“The less we depend on programs the more we depend on our own knowledge – -informed by practice and research- – the less likely we are to be controlled by politically driven mandates, expensive programs that appear and disappear from our classrooms without rhyme or reason, and federally funded (or not funded) programs.” (Beers p.37)
I like Beers’ focus on the differences between independent readers vs. dependent readers. What a concept: look at what good readers do, and then coming up with ways to teach dependent readers how to do what good readers do. Explicit instruction on specific techniques, which over time should become more automatic as the dependent readers practice doing what we are asking them to do. Read. Sometimes I wonder about my constant, albeit brief, babbles as I move about the classroom concerning the how and why of reading and writing. I am constantly telling stories, in which I try to embed what it is I do, or someone else does when they read or write.

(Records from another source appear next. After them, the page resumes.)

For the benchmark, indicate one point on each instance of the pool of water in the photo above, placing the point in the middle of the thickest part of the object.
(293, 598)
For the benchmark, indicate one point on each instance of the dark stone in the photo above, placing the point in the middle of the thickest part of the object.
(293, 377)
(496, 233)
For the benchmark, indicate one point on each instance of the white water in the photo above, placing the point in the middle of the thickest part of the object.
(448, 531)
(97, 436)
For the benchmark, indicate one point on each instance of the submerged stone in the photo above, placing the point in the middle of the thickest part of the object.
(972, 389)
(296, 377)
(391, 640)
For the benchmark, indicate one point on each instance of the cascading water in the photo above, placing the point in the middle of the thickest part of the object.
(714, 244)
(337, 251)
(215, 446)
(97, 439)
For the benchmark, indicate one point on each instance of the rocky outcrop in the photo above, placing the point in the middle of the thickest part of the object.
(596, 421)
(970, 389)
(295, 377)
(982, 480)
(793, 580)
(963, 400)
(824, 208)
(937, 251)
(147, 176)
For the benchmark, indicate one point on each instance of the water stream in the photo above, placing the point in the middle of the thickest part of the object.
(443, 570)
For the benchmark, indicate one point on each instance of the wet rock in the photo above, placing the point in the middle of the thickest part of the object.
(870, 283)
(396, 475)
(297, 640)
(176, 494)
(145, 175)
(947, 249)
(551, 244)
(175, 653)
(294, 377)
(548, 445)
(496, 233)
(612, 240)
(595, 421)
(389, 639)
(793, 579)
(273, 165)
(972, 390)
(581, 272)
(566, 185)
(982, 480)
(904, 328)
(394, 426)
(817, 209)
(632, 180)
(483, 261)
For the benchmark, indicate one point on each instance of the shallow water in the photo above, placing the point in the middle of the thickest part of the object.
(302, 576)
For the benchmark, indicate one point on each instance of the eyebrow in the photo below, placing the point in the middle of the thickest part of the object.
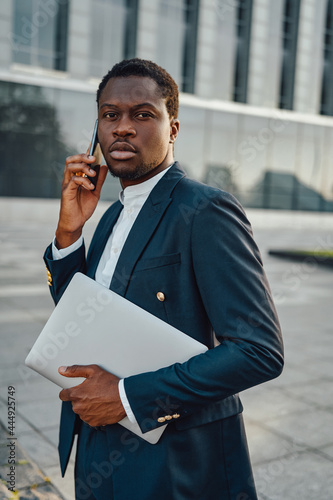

I want them to think about the process, to think about their thinking when it comes to reading and writing, while at the same time not belaboring the process nor breaking it down to such minutia that they forget about the big picture (reading) by becoming lost in the details of the craft. Yes, reading like writing is a craft. There are so many students at so many different levels. I constantly tell them, one is never finished with becoming a better reader. One of the problems I have now with my own reading is that seemingly benign sentences will send me off on tangental strands of thought (not that they are not connected, because ultimately I come back to the text and the text is made richer by the connections I am making, ala Rosenblatt); this tends, however, to cloud (trouble/interrupt?) the meaning I make of the text in my hands.
“I’m going to propose that each time a reader rereads, she revises her understanding of the text. The first read of a story, a chapter, a poem a novel, a web page, a letter – -any sort of text- – yields the first draft of understanding. Readers revise that draft through every rereading.” (Beers p. 118).
An easy example of this was when my own children were small and I would read and reread books to them nightly. I barely had to pay attention to the text after awhile, which was a good thing considering that sometimes “The Cat in the Hat” would cast a spell upon me, sending my thoughts all over the place from Joseph Campbell to people who protest certain books because of what they read into the text. It was not just me thinking about stuff I was interested in, but the Dr.Suess book that would send me to a deeper understanding of what I was thinking about. This also makes me wonder about the teachers who argue against letting the students read free choice books, because they are afraid the students will not select “difficult enough” books. In my experience students move on to “more difficult” books when they are ready to move on. Sometimes it takes a little prodding, but never very much. They get bored with the formula writer’s (all writers) use to put their texts together. Over time I noticed that I will go through periods where I read a lot of one writer: twenty years ago Faulkner and Hemingway, as a child everything by Robert Heinlein or Roger Zelazney, more recently Jim Harrison, Sherry Tepper, and Dashiel Hammet. What always happens is that I will suddenly stop, usually after I have identified common themes, tropes and plot devices. As a teacher, being there ready to make the next suggestion, kind of like Amazon’s “other books purchased by those who bought this book” suggestions, will send a student off in another direction. Even if it is only a matter of a shift of one or two degrees, in the long run it will make a difference.